The Boy Scandinavia program includes:
Baldguy (Skallaman)
Directed by Maria Bock
A Day in the Country (En dag pa landet)
Directed by Pella Kågerman and Hugo Lilja
Pura Vida
Directed by Anders Hazelius
Tord and Tord (Tord och Tord)
Directed by Niki Lindroth von Bahr
XY Anatomy of a Boy
Directed by Mette Carla Albrechtsen
The journey through Boy Scandinavia includes love triangles, boy talk, animation, older men in dresses, and outrageous coming out scenarios, and perfect regional diction. This program has it all. The first movie in this Inside Out short movie program is A Day in the Country, which was already shown during the Sagat screening. But it has a hot sex scene in it so I’m not complaining. Because I’m creepy and I couldn’t find him on iMDb and on the InsideOut page, I found one of the actors – Robert Styrbjorn – on Facebook and Linkedin.
That short is followed by XY Anatomy of a Boy. It has the essence of a conceptual, avant-garde, student film, beginning by showing cubicles occupied by the skinniest Danish young men you’ll ever see. And a ‘medium’ sized one. The cultural divide makes the movie’s setting difficult to figure out. Is this a gym or a tamer version of a bathhouse? Either way, there are bathtubs. The guys, ranging from 18 to 26, are paired up and talk frankly – and without titillation – about their sexual beginnings and ambivalences. The movie ends where it starts, with a bit of loneliness despite these men sharing some emotional times together.
In Tord och Tord, a rabbit, standing upright and dressed in corduroys, accidentally goes into the apartment next door, thinking that it’s his. He realizes that it’s a fox’s apartment, but he realizes that he and he fox might have a lot in common. That doesn’t stop them from going to coffee dates with each other. I was led to believe that the animation is going to give me to a quirky, Fantastic Mr. Fox-y kind of time. It’s more sombre than that, and the voiceover by an older man isn’t helping to elevate the movie’s downer of a mood.
Our male protagonist seeks a vacation in Pura Vida, also the title of this short. He also hopes to alleviate his loneliness by going to a bar. He finds a man there to take to his place but their middle-age means that they’re not as easily sexually excited as younger men might be, thus they try to take it slowly. But despite their adult cautiousness feelings between them surface, and the other man’s life presents tragic boundaries against the two men.

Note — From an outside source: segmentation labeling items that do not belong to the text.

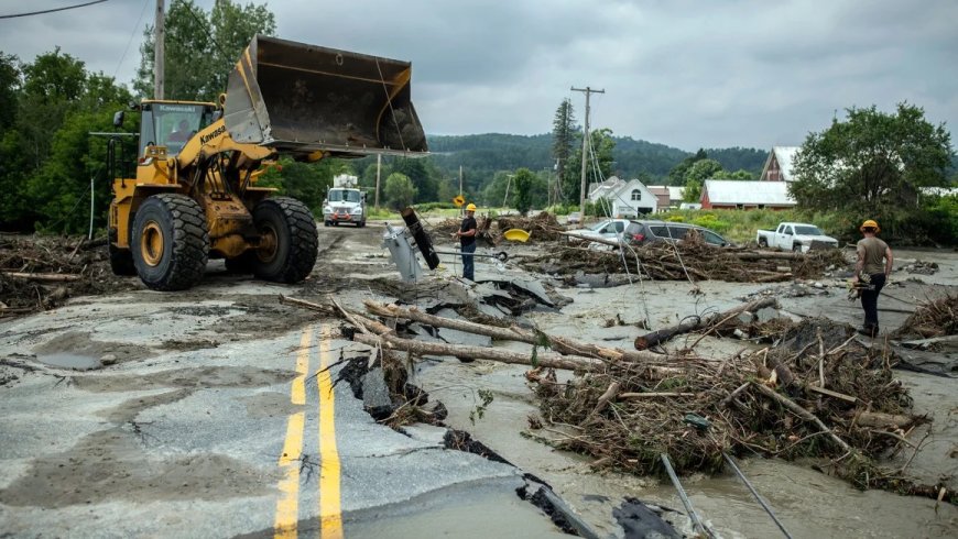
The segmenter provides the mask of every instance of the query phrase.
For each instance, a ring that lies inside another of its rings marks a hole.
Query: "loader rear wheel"
[[[140,279],[154,290],[199,283],[209,255],[206,216],[184,195],[153,195],[137,210],[131,251]]]
[[[117,243],[117,230],[110,229],[107,241],[107,252],[110,255],[110,270],[113,275],[137,275],[137,266],[133,265],[133,253],[129,249],[120,249]]]
[[[316,264],[319,238],[306,205],[289,197],[268,198],[253,208],[260,246],[253,251],[253,274],[277,283],[298,283]]]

The last is called Skallaman, the Norwegian word for Baldguy, finally informing me from where the term ‘scallywag’ might have come. A man and his wife are waiting for their young, gothy son to come home, only for him to say that he has made out with a short, fat, bald guy. And not only does he say it, he leaves the apartment and goes out on the street to sing it! While his musical celebration continues his mother also sings, this time it’s about social rejection, voicing a heightened, comical version of homophobia. Watching characters burst out into song isn’t always my thing. However, I have the word ‘Skallamann’ stuck in my head for days now so that goes to show how surprisingly better this is than I previously thought.